Read Herman's full story here - Rewatching The Office on Netflix helped me through lockdown – here's why
Parent24 content producer Athenkosi Mndende says she was redirected to her passion during lockdown. "From a young age, I knew that my calling was in creative writing and scriptwriting. I used to write short stories and read them to my family, friends, and even teachers at school."

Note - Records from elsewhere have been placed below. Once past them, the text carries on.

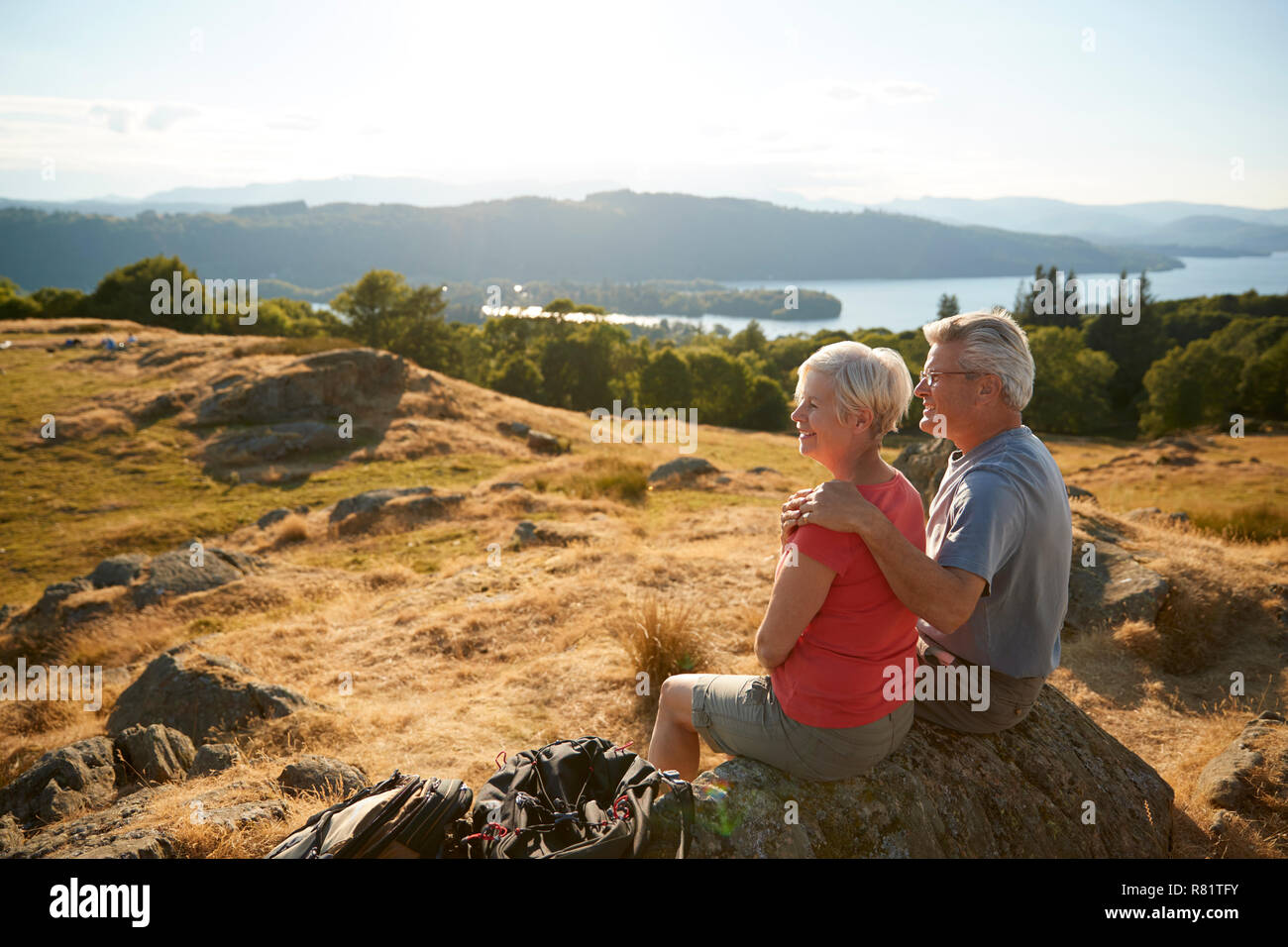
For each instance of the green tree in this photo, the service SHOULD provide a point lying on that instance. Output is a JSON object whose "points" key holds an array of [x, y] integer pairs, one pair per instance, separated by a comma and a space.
{"points": [[384, 312], [1070, 382], [516, 375], [721, 385], [1133, 347], [128, 292], [750, 339], [666, 381], [1189, 386], [767, 406], [13, 304]]}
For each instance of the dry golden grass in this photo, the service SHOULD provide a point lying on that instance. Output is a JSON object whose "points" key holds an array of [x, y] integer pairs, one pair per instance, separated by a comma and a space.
{"points": [[660, 639], [454, 660]]}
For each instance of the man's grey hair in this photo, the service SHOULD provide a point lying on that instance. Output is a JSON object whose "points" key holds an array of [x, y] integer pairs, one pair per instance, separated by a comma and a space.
{"points": [[993, 344]]}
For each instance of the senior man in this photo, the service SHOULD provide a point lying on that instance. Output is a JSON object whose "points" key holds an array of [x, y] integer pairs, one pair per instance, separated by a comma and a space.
{"points": [[993, 583]]}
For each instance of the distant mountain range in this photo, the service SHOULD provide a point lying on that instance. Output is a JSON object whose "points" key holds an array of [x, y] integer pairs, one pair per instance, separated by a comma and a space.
{"points": [[1175, 227], [1167, 227], [619, 236], [420, 192]]}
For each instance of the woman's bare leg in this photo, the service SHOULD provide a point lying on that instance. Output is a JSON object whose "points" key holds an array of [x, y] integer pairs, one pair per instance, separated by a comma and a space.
{"points": [[675, 744]]}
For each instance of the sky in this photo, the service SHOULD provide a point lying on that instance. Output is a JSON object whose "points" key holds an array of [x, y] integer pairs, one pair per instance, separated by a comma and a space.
{"points": [[862, 102]]}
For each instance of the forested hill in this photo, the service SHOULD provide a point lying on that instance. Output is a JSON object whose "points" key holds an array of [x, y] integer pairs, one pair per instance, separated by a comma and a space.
{"points": [[617, 236]]}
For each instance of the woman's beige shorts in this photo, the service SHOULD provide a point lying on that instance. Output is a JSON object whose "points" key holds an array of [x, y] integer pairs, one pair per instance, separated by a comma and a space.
{"points": [[738, 715]]}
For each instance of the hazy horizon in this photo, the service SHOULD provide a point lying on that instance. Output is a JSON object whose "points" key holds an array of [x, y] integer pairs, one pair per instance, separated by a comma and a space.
{"points": [[1091, 103]]}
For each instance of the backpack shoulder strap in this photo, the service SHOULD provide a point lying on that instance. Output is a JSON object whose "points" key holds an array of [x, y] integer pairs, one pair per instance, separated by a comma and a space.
{"points": [[683, 789]]}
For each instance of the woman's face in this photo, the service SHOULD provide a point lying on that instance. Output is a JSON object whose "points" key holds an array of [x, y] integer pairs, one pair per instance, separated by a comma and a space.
{"points": [[820, 436]]}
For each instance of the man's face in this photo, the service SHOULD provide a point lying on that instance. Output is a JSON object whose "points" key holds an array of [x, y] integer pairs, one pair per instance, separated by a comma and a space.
{"points": [[952, 398]]}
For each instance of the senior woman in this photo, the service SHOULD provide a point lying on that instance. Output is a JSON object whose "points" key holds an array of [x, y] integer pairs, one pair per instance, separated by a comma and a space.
{"points": [[832, 625]]}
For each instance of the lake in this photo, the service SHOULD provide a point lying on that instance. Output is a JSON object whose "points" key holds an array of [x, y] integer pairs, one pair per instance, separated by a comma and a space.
{"points": [[901, 304]]}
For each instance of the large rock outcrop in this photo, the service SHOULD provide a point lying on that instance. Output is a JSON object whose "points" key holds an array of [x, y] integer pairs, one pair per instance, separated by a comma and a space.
{"points": [[1115, 589], [316, 388], [1225, 783], [1021, 792], [390, 509], [62, 783], [194, 692]]}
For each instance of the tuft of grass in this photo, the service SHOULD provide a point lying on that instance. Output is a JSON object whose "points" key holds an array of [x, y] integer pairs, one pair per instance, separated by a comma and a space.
{"points": [[294, 347], [661, 641], [294, 528], [1261, 522], [606, 476]]}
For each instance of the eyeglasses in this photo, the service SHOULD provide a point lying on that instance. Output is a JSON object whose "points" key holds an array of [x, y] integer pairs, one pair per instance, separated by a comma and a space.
{"points": [[931, 376]]}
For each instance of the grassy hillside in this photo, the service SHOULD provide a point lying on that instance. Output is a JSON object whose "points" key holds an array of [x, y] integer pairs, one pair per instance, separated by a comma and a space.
{"points": [[454, 659]]}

Read Athenkosi's full story here - The pandemic redirected me to the path I always wanted
The lockdown took W24 intern Ayanda Mgcina on an emotional rollercoaster. At times, she found herself battling to stay afloat and felt like her mental health was competing with the virus. She had spent years completing her undergraduate studies and was looking forward to that rewarding walk on stage during what would be her graduation ceremony and celebration. And then Covid-19 hit.
Read Ayanda's full story here - I was fresh out of varsity and then Covid-19 hit, leaving me unemployed and in a rut
When lockdown began, Fin24 senior investigative journalist Jan Cronje stopped using his 2006 Volkwagen Golf 5 completely. It stayed parked in the driveway for months, until one day while busy in the yard, he spotted white spots inside the car as if someone had dabbed its interior with a large, wet paint brush. It was fungus! The car had also developed an alarmingly overwhelming stench.